Хартунг молчал. В наступившей тишине он слышал только еле уловимый треск телефонной линии и взволнованное дыхание Ландмана.
— Михаэль, давай воспользуемся этим шансом, поступим разумно, — забормотал Александр. — Если ты не выступишь в бундестаге, канцелярия сдаст нас с потрохами.
— Почему это? Ты же сказал, они уже глубоко погрязли.
— Да, но если они почувствуют, что теряют контроль, что ты становишься опасным, потому что, как капризный ребенок, вдруг не захотел больше подыгрывать, то дернут стоп-кран. Им будет выгоднее самим тебя разоблачить, чем позволить это сделать тебе самому.
— Вот я и сделаю это сам. Не проблема. Самое важное я уже потерял. Денег у меня и раньше не было, и репутация всегда хромала.
Ландман оставил всякие попытки быть спокойным, деликатным и дипломатичным.
— Черт возьми, да что ты за идиот! — закричал он. — Ты губишь не только себя, но и меня! Ты хоть на секунду задумывался, что будет, если все это выйдет наружу? Я потеряю работу, у меня отнимут журналистскую премию, книгу можно будет выбросить на помойку, и нам, вероятно, придется выплатить издательству компенсацию за то, что мы умышленно распространяли ложь. Кинокомпания подаст на нас в суд, равно как и все наши рекламные партнеры и спонсоры. Нас возненавидят, никто не захочет иметь с нами дел. Вся любовь и восхищение, которыми ты еще можешь наслаждаться, обернутся презрением и ненавистью. Наши дети станут детьми мошенников. Наши семьи станут семьями мошенников. Разве ты не понимаешь, что разрушишь жизни всех нас?

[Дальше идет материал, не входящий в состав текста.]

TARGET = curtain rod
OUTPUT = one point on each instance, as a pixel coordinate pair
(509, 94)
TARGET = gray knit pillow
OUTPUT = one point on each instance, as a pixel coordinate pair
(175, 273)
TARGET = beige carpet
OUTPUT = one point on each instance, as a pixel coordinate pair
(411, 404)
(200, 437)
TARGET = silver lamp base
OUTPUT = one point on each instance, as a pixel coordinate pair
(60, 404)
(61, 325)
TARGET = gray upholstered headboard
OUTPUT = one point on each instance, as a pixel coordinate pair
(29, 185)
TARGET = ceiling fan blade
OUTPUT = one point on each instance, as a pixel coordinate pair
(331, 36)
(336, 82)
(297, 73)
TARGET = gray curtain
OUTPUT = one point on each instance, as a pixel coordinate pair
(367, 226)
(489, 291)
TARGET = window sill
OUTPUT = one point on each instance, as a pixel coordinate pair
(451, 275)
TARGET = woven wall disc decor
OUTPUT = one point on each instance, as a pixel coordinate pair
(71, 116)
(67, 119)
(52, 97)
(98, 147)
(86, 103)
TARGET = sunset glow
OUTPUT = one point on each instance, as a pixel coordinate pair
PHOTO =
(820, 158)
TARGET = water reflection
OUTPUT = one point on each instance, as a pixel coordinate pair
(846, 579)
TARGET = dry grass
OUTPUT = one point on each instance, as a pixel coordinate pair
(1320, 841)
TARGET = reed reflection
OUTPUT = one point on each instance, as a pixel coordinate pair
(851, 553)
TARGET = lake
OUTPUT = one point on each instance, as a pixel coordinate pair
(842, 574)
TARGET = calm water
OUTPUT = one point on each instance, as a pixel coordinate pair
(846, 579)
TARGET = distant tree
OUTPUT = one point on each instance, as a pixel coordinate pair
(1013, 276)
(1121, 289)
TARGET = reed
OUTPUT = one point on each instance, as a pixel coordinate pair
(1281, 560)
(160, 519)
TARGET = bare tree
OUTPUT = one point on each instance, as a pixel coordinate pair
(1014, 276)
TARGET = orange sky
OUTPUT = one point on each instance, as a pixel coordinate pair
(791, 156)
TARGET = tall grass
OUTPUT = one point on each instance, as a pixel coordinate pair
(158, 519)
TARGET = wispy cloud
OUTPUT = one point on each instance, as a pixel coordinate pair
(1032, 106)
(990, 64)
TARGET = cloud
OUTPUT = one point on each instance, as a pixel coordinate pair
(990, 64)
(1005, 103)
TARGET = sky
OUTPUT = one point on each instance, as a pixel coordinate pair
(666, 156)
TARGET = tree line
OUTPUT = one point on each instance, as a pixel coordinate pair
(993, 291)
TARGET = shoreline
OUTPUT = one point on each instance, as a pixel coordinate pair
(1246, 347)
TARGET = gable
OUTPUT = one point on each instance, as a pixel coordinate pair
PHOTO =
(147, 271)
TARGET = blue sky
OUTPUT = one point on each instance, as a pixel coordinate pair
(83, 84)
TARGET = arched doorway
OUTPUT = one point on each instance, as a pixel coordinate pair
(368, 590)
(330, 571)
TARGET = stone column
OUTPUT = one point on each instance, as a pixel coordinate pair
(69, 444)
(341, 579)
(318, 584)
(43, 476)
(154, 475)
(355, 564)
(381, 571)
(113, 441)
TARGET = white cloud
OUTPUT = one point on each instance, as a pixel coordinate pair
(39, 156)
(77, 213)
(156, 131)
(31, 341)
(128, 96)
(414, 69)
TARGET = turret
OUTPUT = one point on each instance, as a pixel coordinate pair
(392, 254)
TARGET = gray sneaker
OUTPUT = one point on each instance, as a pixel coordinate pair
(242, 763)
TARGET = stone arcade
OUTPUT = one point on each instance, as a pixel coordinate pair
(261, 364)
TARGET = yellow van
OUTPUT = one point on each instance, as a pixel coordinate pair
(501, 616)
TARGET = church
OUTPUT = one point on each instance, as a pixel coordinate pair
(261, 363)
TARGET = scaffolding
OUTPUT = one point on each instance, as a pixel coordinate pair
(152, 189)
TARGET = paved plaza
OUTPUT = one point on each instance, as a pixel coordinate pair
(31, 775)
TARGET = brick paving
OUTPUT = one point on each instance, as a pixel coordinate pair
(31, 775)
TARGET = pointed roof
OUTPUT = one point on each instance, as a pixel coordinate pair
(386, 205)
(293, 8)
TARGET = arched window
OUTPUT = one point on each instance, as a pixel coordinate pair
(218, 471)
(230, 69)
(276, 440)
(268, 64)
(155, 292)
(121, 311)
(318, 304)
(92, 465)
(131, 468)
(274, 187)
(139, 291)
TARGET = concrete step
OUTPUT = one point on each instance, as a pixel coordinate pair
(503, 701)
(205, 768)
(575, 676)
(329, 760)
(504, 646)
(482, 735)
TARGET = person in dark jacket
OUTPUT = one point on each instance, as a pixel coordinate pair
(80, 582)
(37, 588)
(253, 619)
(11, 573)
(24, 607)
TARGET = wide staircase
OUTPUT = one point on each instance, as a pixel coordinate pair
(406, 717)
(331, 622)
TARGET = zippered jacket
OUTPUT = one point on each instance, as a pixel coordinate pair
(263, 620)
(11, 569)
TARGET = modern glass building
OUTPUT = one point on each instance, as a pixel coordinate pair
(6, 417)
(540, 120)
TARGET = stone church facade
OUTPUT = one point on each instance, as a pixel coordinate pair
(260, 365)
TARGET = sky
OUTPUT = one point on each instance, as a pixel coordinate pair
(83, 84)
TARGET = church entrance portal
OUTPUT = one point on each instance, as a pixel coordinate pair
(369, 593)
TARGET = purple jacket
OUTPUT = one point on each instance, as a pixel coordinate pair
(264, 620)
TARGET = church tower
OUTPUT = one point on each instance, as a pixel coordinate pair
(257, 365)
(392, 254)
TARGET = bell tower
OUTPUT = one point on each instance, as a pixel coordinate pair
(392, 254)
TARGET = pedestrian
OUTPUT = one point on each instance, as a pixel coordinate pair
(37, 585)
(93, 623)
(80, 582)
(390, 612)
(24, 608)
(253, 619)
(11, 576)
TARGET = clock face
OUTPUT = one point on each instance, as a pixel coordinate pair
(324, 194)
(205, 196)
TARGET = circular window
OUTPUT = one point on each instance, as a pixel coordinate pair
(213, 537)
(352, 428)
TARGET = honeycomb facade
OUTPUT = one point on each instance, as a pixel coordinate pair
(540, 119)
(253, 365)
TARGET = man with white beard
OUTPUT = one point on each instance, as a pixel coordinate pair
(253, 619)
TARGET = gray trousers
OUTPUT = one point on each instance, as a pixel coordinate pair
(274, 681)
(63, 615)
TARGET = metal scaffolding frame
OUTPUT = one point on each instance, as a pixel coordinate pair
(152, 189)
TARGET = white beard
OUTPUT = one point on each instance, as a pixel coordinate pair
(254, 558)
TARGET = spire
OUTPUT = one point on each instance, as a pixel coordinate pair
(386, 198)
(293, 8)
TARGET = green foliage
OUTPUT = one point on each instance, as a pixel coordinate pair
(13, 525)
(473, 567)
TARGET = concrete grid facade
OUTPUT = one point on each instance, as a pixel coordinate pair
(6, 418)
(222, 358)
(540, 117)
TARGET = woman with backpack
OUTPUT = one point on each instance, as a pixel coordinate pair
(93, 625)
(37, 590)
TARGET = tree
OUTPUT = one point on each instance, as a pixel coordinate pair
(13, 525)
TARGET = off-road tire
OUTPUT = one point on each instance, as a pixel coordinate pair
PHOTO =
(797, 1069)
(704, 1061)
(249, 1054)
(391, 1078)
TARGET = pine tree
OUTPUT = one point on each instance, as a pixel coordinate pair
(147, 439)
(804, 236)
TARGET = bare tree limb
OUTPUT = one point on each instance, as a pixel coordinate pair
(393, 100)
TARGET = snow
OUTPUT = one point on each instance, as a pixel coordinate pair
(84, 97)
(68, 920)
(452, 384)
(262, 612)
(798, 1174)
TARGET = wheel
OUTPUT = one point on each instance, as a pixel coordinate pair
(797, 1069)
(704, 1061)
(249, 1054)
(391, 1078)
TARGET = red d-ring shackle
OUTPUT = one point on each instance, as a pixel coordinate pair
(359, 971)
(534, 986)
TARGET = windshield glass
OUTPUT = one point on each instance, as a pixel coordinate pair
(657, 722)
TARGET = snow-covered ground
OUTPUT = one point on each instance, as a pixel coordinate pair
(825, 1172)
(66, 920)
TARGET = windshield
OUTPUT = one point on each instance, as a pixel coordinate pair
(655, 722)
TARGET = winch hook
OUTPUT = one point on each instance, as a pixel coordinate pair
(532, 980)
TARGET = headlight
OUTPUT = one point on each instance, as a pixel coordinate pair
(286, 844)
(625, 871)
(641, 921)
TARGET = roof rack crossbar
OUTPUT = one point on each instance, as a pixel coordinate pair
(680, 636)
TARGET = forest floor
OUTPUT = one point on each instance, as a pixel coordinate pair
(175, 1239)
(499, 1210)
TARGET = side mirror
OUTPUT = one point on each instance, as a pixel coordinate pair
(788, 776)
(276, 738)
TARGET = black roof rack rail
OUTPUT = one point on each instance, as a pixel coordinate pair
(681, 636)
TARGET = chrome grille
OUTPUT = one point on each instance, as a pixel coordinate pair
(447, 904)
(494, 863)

Хартунг был в ступоре. Это правда, он не подумал о столь мрачных последствиях своего внезапного отказа. В то же время в нем зародилось чувство, странным образом сделавшее его глухим к предостережениям Ландмана: смесь протеста, надежды и фатализма. Протест был реакцией на превосходство аргументов Ландмана, фатализм — его привычным отношением к жизни. Удивительной была надежда, заключавшаяся в предположении, что грешник, вернувшийся на путь добродетели, может рассчитывать на некоторое уважение со стороны общества.
— Дело не только в речи, — тихо сказал Хартунг, — мне придется сделать еще много чего. Ты же знаешь график: только до конца этого года у нас запланированы десятки встреч, интервью и всего прочего. Если я их отменю, у людей возникнут вопросы. Однажды правда так или иначе выйдет наружу.
— Прошу тебя, не бросай все! — взмолился Ландман.
— Не могу, я чувствую, как это разрушает меня. Да, может, это и неразумно, но решение принято: я не буду выступать с речью, я ухожу. Потому что если не остановлюсь сейчас, то не остановлюсь никогда. Прости.
Хартунг положил трубку, выключил телефон, откинулся на спинку стула и провел рукой по красному пластиковому цветку.